Nika 13/07/2011O Sentidos na FicçãoAcabo de terminar a leitura do livro Oficina de Escritores, de Stephen Koch, professor de escrita criativa nas universidades de Columbia e Princeton. É com certeza uma boa aula. Um bom curso, eu diria. Daqueles te dá a dimensão da tua incipiência em tantas coisas no universo da escrita que, ao sair do livro, a gente se sente menor do entrou.
É certo que ele passa um bom tempo a convencer seu leitor (aspirante à escritor) do óbvio. Não é possível ser um bom escritor sem ser um leitor melhor ainda. Não é possível escrever profissionalmente sem estudar para isso, independente do que se quer escrever. Cada tipo de texto vai exigir uma preparação diferente.
Confesso que a primeira assertiva (muito embora eu saiba da sua verdade) sempre me deixa chocada. Adaptando a metáfora do autor: como alguém pode querer jogar futebol, se não gosta de assistir ao jogo? Seria como EU querer jogar futebol. Ou seja, um despautério total. Quanto a segunda afirmação, eu creio estar plenamente adaptada a uma existência acadêmica que não consegue encarar nada sem estudo. Mas imagino que haja uma boa quantidade de jovens aspirantes cuja crença no próprio talento é pouco permeável as tentativas de convencê-lo que, talento sem estudo é bom, mas nem sempre é legível ou, de qualquer forma, salvável em meio aos rasgos de amadorismo que o acompanham.

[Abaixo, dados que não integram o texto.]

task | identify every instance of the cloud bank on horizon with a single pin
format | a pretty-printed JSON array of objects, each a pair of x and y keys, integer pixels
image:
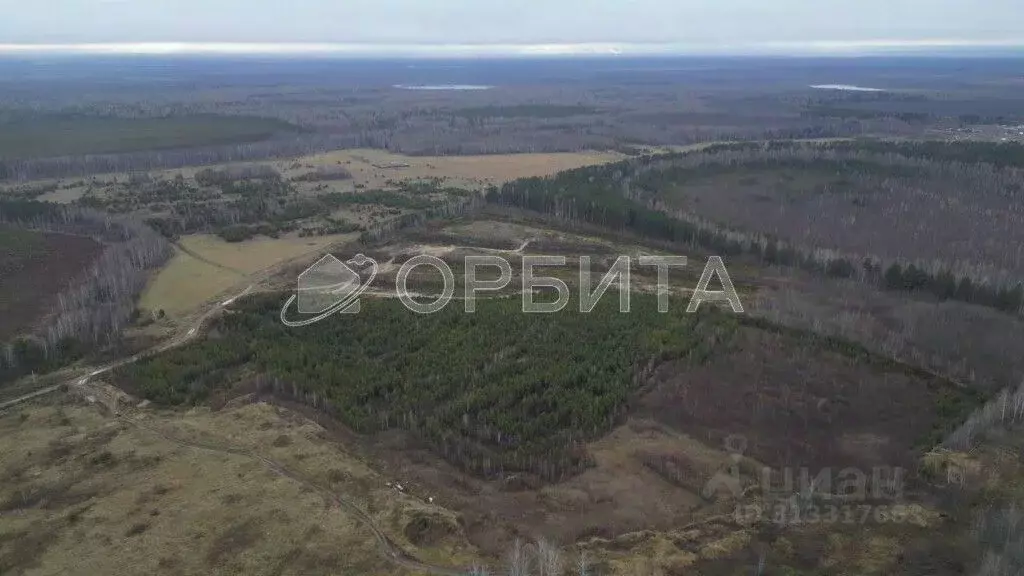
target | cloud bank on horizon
[{"x": 506, "y": 27}]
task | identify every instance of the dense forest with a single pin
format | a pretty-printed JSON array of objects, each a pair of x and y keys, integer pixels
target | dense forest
[
  {"x": 493, "y": 392},
  {"x": 94, "y": 309}
]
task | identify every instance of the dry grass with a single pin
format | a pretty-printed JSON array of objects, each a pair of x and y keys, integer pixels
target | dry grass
[
  {"x": 83, "y": 494},
  {"x": 210, "y": 268}
]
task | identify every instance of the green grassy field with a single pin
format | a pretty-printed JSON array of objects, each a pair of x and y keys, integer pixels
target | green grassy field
[{"x": 51, "y": 134}]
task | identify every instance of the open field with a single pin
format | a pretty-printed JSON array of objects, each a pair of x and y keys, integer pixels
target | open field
[
  {"x": 84, "y": 493},
  {"x": 205, "y": 266},
  {"x": 34, "y": 268},
  {"x": 373, "y": 168}
]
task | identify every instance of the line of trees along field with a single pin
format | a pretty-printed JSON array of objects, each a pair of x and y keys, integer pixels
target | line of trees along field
[
  {"x": 98, "y": 304},
  {"x": 631, "y": 196},
  {"x": 494, "y": 392}
]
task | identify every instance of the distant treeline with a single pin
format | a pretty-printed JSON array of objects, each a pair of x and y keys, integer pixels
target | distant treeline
[{"x": 624, "y": 196}]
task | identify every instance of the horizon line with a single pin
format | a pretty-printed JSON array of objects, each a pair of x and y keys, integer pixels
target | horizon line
[{"x": 830, "y": 47}]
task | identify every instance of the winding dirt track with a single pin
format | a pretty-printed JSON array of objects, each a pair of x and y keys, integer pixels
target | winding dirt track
[{"x": 388, "y": 549}]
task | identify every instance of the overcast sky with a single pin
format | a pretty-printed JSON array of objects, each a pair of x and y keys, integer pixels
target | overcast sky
[{"x": 708, "y": 23}]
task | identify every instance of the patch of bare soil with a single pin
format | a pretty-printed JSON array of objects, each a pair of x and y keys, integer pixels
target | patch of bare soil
[
  {"x": 34, "y": 268},
  {"x": 798, "y": 404},
  {"x": 622, "y": 493}
]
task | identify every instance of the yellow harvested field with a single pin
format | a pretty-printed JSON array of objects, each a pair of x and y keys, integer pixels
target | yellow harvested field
[{"x": 206, "y": 266}]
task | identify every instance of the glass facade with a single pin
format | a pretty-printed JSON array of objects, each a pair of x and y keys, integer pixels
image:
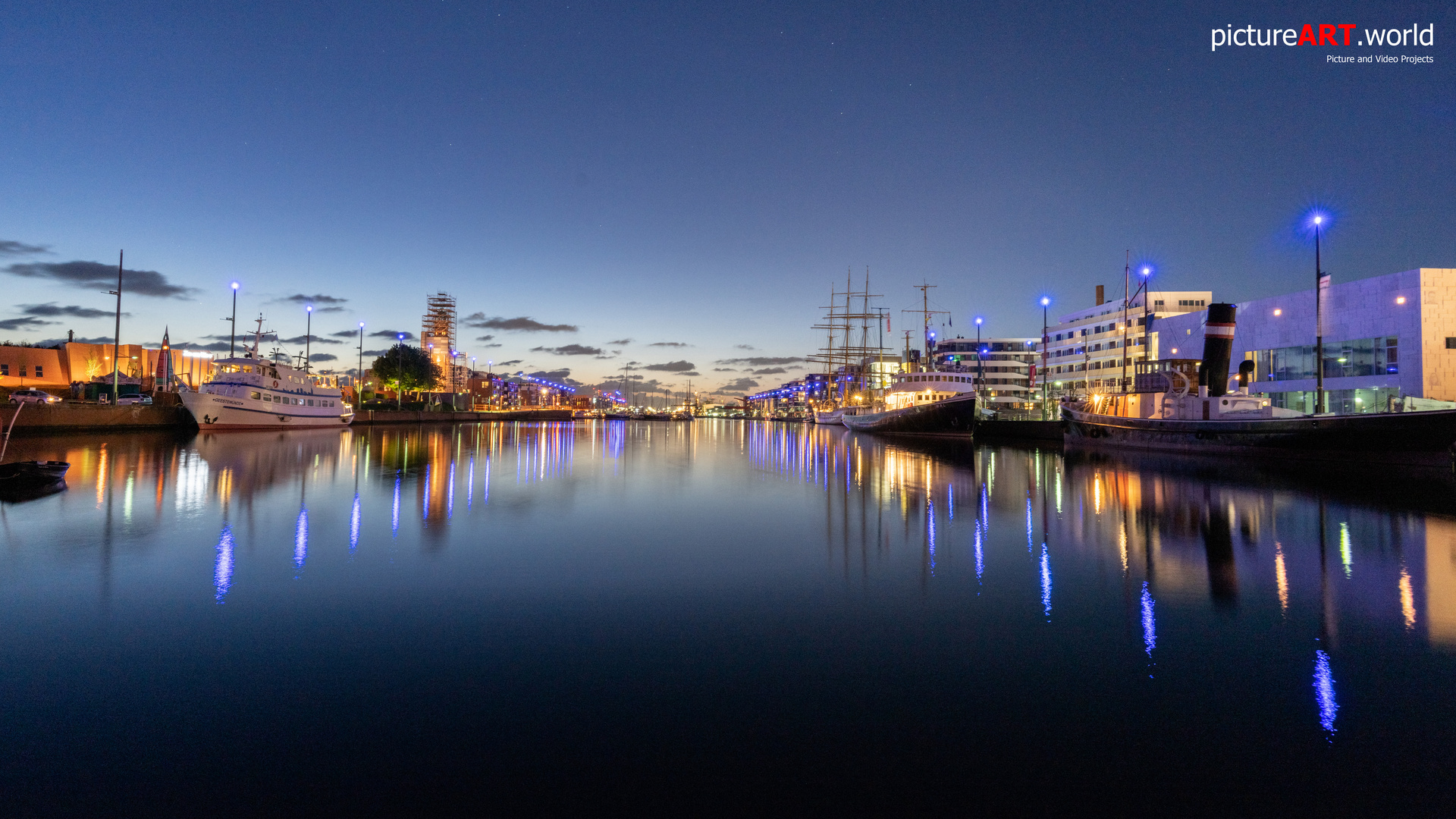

O livro é escudado nas frases de grandes escritores sobre o ofício de escritor. Koch não se furta a usar todos os argumentos de autoridade que tem em mãos. E funciona. Muito raramente ele não me convenceu. Contribuiu também sua visão genérica e ampla, sempre pronta a acolher as técnicas idiossincráticas de cada um. Mesmo ressaltando a necessidade nunca descartável de que: sim, haja alguma técnica ao realizar este tipo de trabalho.
De tudo, no entanto, gostei mais de duas coisas (e gostei de bastante coisa no livro). A primeira está no último capítulo, onde o autor faz um tour pelos livros sobre o ofício de escritor, escritos por escritores. Uma pena que tenhamos tão poucos deles traduzidos. Acho que um grande público de jovens aspirantes se beneficiaria com isso, mesmo que a leitura em inglês esteja cada vez mais difundida. Por outro lado, fica uma sensação de que temos poucos trabalhos de escritores brasileiros consagrados falando do ofício. Sim, sim, nós temos muitas entrevistas em revistas com escritores falando sobre isso. Mas entrevista, por melhor que seja, é direcionada. Possuímos alguma coisa nas memórias de algum escritor como o Nélson Rodrigues, por exemplo. Porém, no conjunto, que chegue ao público leitor, se tem pouco, bem pouco, por parte de nossos maiores autores.
O segundo elemento que me agradou sobremaneira ficou naquilo que Koch nomeou como VOZ. Não somente a voz dos personagens, mas a voz própria do autor e aquela com a qual ele quer contar cada uma das suas histórias.
Sobre a voz do personagem, é interessante sua sugestão sobre o uso dos sentidos. Ou eu achei interessante porque uso isso, não sei. Mas construir uma personagem não apenas por sua aparência, mas por sua voz é algo que me tocou profundamente. Tenho personagens que já chegam a minha cabeça falando pelos cotovelos. Outros são silenciosos, mas é daqueles silêncios eloquentes em que a postura diz tudo. Estes últimos me exigem dias de observação. Costumo pegá-los pelo olhar. E aí percebo que, quando escrevo, falo em olhos o tempo todo. Falo porque é neles que eu vejo o que quero ver. Obviamente, me cerco de cuidados e releituras para não atormentar o leitor que prefere ouvir, claro.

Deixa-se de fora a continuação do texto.